After wallet-busting trips to the gas station earlier this year, many consumers might have sworn off summer road trips and other vacation plans involving lots of driving.
And for good reason—while they failed to breach the previous all-time high of $4.11 set in July 2008, U.S. gas prices reached their highest January and February levels on record this year, prompting some experts to forecast fuel costs exceeding $5 or $6 a gallon.
But with the recent downward trend in gas prices, packing everyone up in the family SUV and driving to Yellowstone might once again be a viable and (somewhat) affordable getaway.
Just ahead of peak driving season, Friday's average of $3.734 is down almost 7 cents, marking the steepest one-week decline since November.
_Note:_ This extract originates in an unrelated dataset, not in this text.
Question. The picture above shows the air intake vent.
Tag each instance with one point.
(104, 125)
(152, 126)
Prices are also down about 18 cents from a month ago, making gas prices cheaper than they were a year ago.
But will gas prices continue their downward march or spike up again, putting a dent in consumers' summer spending cash?
It depends on a variety of factors, not least of all crude oil prices, which have eased in recent weeks to their lowest level since February, primarily due to the relative calm in the Middle East. But whether oil prices will remain lower hinges on the negotiations currently taking place over Iran's nuclear program, experts say.
"If those negotiations go well, then we could see a continuation of the current trend," says Gregg Laskoski, senior petroleum analyst for GasBuddy.com. If not, consumers around the world could be in for more sticker shock at the gas station.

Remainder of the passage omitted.